Good evening from Wytheville, VA.
It’s about 1am here. We’d originally intended to stop a while earlier, but ran into a small snafu with our hotel booking not lining up with the number of rooms in the hotel. For the database geeks in the audience, “eventual consistency” is not the best property in a hotel booking system.
Our first stop today was ShopBot Tools’ factory & headquarters. Factory tours are always amazing, and ShopBot’s was no exception. The company makes a range of Computer Numerical Control (CNC) machines. We did some prototyping with a ShopBot at TechShop in San Francisco and ended up finding it so useful that we bought their ‘Desktop’ model for the corporate garage/workshop–we’ve done some of our enclosure and keycap prototyping with it.
You’ve no doubt heard of 3D printing; it seems like every week somebody or other claims that 3D printing will change the world or completely replace mass-produced products. Indeed, it’s a super-useful way to go from a CAD model to an actual object you can feel and touch. The problem with most 3D printers is when you’re making something where material properties matter. The way that most 3D printers work is by laying down material in layers. The resultant object is often vulnerable to splitting apart at layer boundaries. (It’s sort of like if you tried to make a block of cheese by building up layers of Cheez-Whiz®)
Where this sort of thing really impacts Keyboardio is in the keycaps. 3D printed keycaps have a tendency to snap in half after just a few minutes or hours of typing.
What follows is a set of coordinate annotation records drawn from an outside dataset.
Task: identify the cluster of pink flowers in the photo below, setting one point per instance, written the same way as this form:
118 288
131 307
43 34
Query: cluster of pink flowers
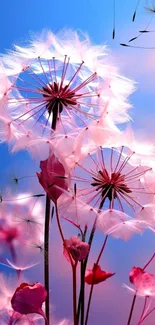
63 100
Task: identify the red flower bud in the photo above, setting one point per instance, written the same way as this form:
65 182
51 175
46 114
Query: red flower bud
53 177
96 275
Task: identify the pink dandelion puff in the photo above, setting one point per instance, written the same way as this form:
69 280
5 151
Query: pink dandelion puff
64 76
107 179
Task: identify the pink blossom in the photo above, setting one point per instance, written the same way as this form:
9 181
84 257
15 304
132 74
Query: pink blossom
144 282
96 275
77 249
53 177
28 298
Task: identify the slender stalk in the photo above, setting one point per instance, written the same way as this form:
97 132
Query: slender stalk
147 315
72 264
74 293
131 310
150 260
92 286
82 288
82 293
46 255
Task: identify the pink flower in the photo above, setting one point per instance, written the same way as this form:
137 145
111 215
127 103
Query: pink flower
144 282
61 76
107 179
28 298
78 249
96 275
53 177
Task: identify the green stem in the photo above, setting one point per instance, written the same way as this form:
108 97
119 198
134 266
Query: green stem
82 288
46 255
92 285
74 293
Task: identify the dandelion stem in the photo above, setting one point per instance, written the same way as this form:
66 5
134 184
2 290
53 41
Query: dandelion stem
46 255
82 293
146 315
92 286
132 307
81 302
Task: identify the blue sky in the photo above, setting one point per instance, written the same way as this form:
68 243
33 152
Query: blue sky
17 20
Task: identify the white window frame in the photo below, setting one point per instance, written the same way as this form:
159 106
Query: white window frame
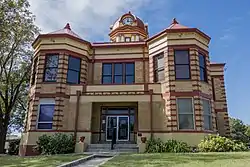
48 101
210 115
178 123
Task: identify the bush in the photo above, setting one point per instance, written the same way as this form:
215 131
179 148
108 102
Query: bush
220 144
170 146
56 144
14 147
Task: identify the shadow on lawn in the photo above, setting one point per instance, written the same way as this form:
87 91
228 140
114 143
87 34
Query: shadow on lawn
37 161
170 159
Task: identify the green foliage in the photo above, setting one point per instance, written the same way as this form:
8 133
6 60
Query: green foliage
171 146
220 144
239 131
58 143
14 147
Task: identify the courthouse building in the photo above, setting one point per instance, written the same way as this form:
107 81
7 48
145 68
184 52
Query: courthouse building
162 86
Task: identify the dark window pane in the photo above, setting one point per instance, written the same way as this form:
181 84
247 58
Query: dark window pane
132 111
44 126
118 79
115 111
182 72
46 113
129 79
118 69
185 106
203 76
160 61
107 79
73 77
52 60
74 63
159 75
181 57
130 69
107 69
206 107
207 123
202 61
50 74
131 122
186 121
The way CNC works is that you have a spinning bit, sort of like a Dremel tool attached to a robot arm. CNC technology is awesome because, while you can’t make all the crazy shapes as with 3D printing, you can still turn your CAD model into a physical object… and that physical object is made out of real materials. An object CNC-milled out of a block of plastic is more similar to what a production plastic piece would be than a 3D-printed piece of plastic. And of course, while you can 3D print a plastic that’s sort-of “wood”, it’s about as similar to wood as that Cheez Whiz® is to a nice block of Cheddar.
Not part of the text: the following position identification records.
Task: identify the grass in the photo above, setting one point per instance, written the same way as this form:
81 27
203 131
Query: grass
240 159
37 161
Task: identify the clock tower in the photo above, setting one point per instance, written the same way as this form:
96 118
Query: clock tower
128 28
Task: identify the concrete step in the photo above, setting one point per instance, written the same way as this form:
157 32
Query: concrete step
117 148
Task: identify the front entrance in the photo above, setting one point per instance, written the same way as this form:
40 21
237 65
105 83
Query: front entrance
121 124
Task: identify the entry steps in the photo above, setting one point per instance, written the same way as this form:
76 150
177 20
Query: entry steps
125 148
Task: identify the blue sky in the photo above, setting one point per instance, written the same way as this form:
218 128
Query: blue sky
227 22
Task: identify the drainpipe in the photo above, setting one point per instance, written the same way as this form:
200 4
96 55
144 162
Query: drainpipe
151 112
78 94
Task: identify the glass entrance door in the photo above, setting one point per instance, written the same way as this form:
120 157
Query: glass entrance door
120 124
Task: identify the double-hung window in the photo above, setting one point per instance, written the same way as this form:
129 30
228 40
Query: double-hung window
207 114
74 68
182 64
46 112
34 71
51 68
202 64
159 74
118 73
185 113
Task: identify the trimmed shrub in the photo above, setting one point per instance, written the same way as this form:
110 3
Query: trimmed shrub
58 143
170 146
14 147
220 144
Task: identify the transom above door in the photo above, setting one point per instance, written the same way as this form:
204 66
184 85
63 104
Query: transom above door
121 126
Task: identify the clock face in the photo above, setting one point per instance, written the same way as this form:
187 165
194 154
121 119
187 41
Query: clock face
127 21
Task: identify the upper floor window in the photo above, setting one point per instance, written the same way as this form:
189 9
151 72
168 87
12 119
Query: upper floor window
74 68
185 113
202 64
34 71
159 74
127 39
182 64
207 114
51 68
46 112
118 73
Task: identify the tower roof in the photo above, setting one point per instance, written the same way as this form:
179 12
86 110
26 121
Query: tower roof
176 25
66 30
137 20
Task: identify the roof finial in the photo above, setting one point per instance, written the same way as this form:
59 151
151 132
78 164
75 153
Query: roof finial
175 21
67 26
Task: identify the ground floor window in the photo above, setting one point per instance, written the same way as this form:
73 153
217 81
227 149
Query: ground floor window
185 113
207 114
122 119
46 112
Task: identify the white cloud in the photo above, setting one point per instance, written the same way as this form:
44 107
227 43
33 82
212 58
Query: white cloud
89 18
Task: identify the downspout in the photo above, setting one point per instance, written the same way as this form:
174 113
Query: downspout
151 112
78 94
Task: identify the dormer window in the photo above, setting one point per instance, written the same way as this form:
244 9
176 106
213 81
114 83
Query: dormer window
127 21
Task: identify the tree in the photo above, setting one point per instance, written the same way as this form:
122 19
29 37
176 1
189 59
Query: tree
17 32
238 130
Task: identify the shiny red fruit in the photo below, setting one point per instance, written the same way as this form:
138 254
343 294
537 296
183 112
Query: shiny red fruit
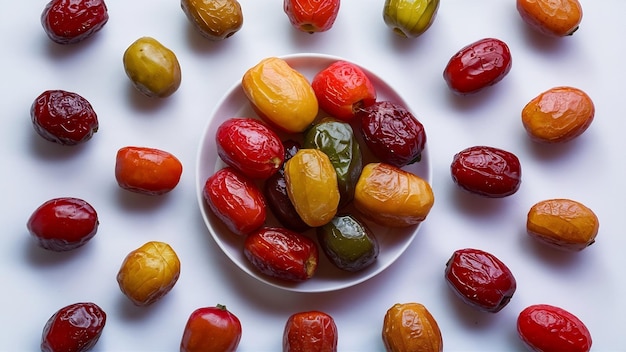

ShopBot is particularly cool because they do the electronics, housing, assembly, and shipping all in North Carolina. They actually use ShopBot machines to make many of the parts for new ShopBot machines.
Full disclosure: We had to pay full retail for our ShopBot Desktop machine, but when we stopped at their HQ they gave us some cool bumper stickers gratis.
AU is a very slick multi-story co-working and innovation space in downtown Durham. We actually held two mini-meetups here: the first for people working in the space, and the second for other Keyboardio fans. At the afternoon meetup we ended up chatting about the mechanics of preparing for and launching a Kickstarter campaign. As a note – we love to talk about keyboards and the Model 01 in general, but the meetups are not a sales pitch. We’re thrilled to answer questions about starting a hardware company, the hardware incubator we were in, open source hardware, running a business with your spouse, or really anything else.
At the evening meetup we saw a handful of people, including our friend Steven (nuclearsandwich on GeekHack). We spent some time talking about the software packages we’re using, including KiCad for electrical design and Fusion360 for much of our mechanical design. Autodesk, who makes Fusion360, did a little video about us:
KiCad is open source and Fusion360 is subscription software but is free for students, hobbyists and startups (including for Keyboardio).
AU also has a Mario castle with a multistory slide.
Saturday afternoon, we're in Louisville at LVL1. We’re expecting a nice, intimate gathering: https://www.eventbrite.com/e/meet-the-keyboardio-model-01-louisville-tickets-17315360710
Miles driven today: 451
What we’re listening to on the drive: Packing for Mars by Mary Roach, who’s also from Oakland, CA. It’s pretty good! It’s a witty non-fiction book about the sometimes bizarre history of human space flight.